O Supremo Tribunal Federal (STF) marcou para o dia 12 de junho a retomada do julgamento sobre a legalidade do uso da Taxa Referencial (TR) para a correção das contas do Fundo de Garantia do Tempo de Serviço (FGTS).

Revisão do FGTS: STF Agenda Julgamento para 12 de Junho

O foco principal da corte é avaliar a constitucionalidade da aplicação dessa taxa na atualização dos saldos das contas vinculadas ao FGTS.

Histórico e Contexto do Julgamento

O julgamento, presidido pelo ministro Luís Roberto Barroso, foi interrompido em novembro do ano passado após um pedido de vista do ministro Cristiano Zanin, que solicitou mais tempo para análise.

O processo foi devolvido ao STF no dia 25 de março e chegou a entrar na pauta no início de abril, mas não foi chamado para julgamento na ocasião.

Até agora, o placar está em 3 votos a 0 a favor de considerar inconstitucional o uso da TR para a remuneração das contas dos trabalhadores. Os votos contrários à aplicação da TR foram dados pelo relator, ministro Luís Roberto Barroso, e pelos ministros André Mendonça e Nunes Marques.

Posição do Governo

A Advocacia-Geral da União (AGU) enviou ao STF uma proposta para destravar o julgamento, elaborada após consultas a centrais sindicais e outros órgãos envolvidos.

Em nome do governo federal, a AGU sugeriu que as contas do fundo garantam uma correção mínima que assegure o valor do Índice Nacional de Preços ao Consumidor Amplo (IPCA), o índice oficial da inflação.

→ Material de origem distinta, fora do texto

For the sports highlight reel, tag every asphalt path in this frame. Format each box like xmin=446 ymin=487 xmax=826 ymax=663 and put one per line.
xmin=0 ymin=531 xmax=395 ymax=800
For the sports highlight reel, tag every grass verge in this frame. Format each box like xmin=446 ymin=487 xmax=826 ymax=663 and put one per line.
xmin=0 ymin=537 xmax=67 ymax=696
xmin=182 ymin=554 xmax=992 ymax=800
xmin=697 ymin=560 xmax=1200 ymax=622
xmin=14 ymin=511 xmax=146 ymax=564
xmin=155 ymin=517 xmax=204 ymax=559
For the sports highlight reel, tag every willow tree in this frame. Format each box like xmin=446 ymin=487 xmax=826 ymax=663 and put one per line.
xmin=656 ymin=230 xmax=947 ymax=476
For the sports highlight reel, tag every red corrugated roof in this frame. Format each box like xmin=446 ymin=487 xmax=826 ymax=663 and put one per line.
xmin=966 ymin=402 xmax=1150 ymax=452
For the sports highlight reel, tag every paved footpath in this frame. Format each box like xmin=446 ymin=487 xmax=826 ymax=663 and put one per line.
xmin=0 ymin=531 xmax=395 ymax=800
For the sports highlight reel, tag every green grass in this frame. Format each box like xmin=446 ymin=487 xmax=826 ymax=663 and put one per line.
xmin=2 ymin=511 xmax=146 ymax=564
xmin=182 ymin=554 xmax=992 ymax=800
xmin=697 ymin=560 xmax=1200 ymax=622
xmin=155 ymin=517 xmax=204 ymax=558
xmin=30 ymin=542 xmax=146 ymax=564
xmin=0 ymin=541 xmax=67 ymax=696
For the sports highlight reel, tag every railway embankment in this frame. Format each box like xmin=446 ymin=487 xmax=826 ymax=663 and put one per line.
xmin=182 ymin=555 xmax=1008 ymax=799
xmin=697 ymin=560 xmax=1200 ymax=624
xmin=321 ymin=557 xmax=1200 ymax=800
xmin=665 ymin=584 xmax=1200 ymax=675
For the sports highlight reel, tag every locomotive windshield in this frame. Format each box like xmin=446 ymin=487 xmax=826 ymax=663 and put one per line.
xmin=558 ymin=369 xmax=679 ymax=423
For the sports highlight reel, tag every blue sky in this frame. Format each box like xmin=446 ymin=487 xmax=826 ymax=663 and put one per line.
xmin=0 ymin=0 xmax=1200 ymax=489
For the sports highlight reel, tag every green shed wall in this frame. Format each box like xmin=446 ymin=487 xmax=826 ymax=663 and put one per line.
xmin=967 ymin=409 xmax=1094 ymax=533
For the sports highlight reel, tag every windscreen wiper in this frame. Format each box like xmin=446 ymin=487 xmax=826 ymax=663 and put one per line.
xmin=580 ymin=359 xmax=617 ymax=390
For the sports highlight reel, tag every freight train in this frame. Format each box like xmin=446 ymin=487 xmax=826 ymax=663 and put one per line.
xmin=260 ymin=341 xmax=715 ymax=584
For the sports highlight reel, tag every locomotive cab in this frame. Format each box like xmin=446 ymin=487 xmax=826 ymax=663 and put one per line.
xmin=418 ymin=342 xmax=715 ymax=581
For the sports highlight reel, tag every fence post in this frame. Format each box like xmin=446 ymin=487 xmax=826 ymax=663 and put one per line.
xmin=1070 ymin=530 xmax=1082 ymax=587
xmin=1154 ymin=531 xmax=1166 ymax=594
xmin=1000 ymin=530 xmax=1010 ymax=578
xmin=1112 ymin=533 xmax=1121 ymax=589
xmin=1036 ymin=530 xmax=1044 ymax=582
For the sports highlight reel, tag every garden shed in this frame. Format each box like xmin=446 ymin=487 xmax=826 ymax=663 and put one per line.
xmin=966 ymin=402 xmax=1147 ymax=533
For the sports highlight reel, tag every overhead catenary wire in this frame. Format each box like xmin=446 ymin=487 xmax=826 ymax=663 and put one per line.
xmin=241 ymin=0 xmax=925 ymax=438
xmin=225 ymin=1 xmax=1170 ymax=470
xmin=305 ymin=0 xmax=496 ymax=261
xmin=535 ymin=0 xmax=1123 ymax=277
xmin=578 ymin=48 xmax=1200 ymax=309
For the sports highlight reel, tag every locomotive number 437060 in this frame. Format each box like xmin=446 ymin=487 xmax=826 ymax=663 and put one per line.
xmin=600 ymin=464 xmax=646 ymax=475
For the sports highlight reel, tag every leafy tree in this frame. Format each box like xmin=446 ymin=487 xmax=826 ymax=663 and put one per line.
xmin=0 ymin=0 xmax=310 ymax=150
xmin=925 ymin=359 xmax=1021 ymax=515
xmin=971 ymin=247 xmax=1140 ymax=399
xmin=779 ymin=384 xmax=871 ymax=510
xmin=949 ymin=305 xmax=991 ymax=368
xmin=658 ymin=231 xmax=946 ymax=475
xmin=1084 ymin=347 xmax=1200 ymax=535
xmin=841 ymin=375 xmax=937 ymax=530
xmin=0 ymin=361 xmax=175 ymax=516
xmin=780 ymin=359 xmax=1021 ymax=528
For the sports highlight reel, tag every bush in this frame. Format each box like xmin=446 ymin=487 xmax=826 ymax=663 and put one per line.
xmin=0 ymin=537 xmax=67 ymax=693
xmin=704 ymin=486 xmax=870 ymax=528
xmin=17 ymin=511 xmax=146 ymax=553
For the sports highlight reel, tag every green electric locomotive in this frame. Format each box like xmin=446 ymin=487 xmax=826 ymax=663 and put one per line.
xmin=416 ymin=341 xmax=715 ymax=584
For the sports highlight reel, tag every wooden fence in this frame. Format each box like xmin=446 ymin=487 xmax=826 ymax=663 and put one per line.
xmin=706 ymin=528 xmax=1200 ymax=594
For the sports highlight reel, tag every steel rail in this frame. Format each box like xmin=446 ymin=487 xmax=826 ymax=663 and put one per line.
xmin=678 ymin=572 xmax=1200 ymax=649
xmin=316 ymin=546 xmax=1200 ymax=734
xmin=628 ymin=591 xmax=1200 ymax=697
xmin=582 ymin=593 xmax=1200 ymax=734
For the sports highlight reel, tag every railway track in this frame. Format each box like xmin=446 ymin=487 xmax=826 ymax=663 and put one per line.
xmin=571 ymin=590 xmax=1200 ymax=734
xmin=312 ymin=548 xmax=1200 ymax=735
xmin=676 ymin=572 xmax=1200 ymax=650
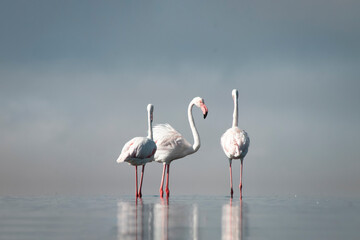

A proposta do governo aplica-se apenas aos novos depósitos realizados após a decisão do STF e não abrange valores retroativos. Segundo a AGU, deve-se manter o cálculo atual, que inclui uma correção de 3% ao ano, acréscimo da distribuição de lucros do fundo e a correção pela TR.

Se esse cálculo não alcançar o IPCA, o Conselho Curador do FGTS determinaria a forma de compensação. Atualmente, o IPCA acumulado nos últimos 12 meses é de 3,69%.

O que é a Correção do FGTS?

A discussão sobre a correção do FGTS começou com uma ação protocolada em 2014 pelo partido Solidariedade. A legenda argumenta que a correção pela TR, com rendimento próximo de zero ao ano, não remunera adequadamente os correntistas, ficando abaixo da inflação real.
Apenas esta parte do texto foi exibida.